For those of you who don’t know me from real life, or who I haven’t talked to much, I flew down to the southwestern corner of Mongolia in January to visit a friend who lives in Govi-Altai. Mongolian geography 101: Mongolia is divided into 21 aimags, or provinces. I live in Orkhon, the smallest; Govi-Altai is one of the largest. It’s also one of the five aimags named after the desert that sprawls across them. (And yes, it’s called the “Govi” here, not Gobi; in Cyrillic, the /v/ sound is written is /в/, which I think is where the disparity arose.)
This aimag is so called because it contains both the Govi desert and the Altai Mountain Range. I love me some mountains, so I was very happy about getting to see those, even if it was just from the air.
My flight landed in the aimag center, Altai. An aimag center is not centrally located within an aimag; rather, it is that aimag’s largest town and the center of its administration. Aimag centers often share names with their aimags, but not always; Erdenet is the aimag center for Orkhon, for example. Eric, however, does not live in an aimag center; he lives in Delger, a soum about an hour from Altai. Soums are smaller than aimag centers; essentially, they’re small towns out in the countryside. They have schools and small shops and lots of dwellings… and not much else. For anything other than the most basic groceries, Eric has to go to Altai.
Driving is a good way to make money in Mongolia, so you can nearly always find someone who’ll take you where you need to go. Some drivers make the journey from one major city to another, or from an aimag center to nearby soums, on a daily basis. But while there would certainly be drivers going from Altai to Delger, neither Eric nor I trusted that I would be able to find one with my limited Mongolian language abilities. So he met me at the airport, and then we hung out in Altai for a few hours before heading to his soum.
We went out to lunch with the PCVs stationed in Altai (there are several) and hit the zah for groceries.
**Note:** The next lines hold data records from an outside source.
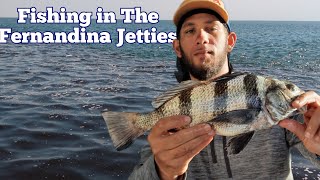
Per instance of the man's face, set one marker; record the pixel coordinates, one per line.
(203, 46)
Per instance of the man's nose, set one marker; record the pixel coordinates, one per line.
(202, 37)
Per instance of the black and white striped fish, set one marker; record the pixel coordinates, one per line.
(235, 105)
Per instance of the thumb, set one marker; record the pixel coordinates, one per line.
(294, 126)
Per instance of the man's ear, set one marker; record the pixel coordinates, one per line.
(176, 47)
(232, 38)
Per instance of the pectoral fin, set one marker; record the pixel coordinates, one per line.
(237, 143)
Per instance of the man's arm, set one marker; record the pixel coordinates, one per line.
(309, 131)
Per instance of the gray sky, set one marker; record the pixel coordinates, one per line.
(293, 10)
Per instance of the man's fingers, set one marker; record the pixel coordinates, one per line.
(295, 127)
(313, 125)
(311, 98)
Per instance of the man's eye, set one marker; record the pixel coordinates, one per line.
(189, 31)
(212, 29)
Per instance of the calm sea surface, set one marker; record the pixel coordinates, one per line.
(51, 96)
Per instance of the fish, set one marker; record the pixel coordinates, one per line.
(235, 105)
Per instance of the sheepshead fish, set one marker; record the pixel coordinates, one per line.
(234, 105)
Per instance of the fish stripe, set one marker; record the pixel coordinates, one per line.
(251, 89)
(185, 103)
(220, 91)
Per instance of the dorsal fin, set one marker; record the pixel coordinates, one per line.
(157, 102)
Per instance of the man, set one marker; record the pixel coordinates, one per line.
(203, 45)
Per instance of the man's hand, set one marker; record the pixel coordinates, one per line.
(309, 131)
(174, 150)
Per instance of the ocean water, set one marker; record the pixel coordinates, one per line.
(52, 95)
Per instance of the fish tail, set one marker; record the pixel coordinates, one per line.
(122, 128)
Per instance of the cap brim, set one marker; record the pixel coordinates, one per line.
(205, 4)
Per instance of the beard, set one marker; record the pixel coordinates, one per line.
(206, 70)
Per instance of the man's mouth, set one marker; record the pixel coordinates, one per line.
(203, 52)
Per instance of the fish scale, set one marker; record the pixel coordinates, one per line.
(235, 105)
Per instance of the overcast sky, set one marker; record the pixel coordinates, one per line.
(292, 10)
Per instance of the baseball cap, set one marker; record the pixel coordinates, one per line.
(190, 5)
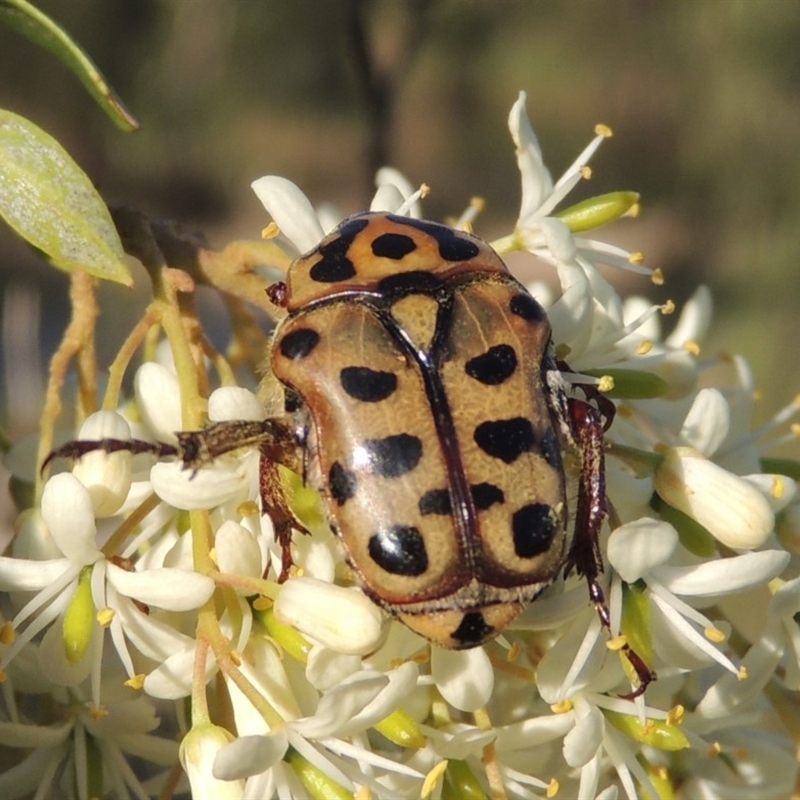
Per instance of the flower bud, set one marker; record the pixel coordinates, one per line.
(107, 476)
(734, 511)
(345, 620)
(197, 752)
We were thwarted in our attempts to find meat other than mutton, but I did get to pet the resident rabbit at the produce store. (You’d think he’d eat the merchandise…) And we had one other important errand: the acquisition of a deel. It occurs to me that I have yet to write about Mongolian traditional clothing, so I will relate the story of purchasing my own in a subsequent post.
And then, suddenly, we had to go. Delger is apparently located in a rift in the space-time continuum, in which the laws of Mongolian Time operate in reverse. Concerts take place two hours before the posted start time and are just ending when you arrive; buses that were supposed to leave at 3 depart at 2. We took our time about getting lunch and heading to the zah because our driver had said we wouldn’t be leaving until 8. Then, as we headed to lunch, he called to say we’d be leaving at 5. And when we ran into him at the zah, the departure time had been changed to 3.
So we piled into the car with four other people, a number of bags and packages, and an accordion, and started down the road to Delger.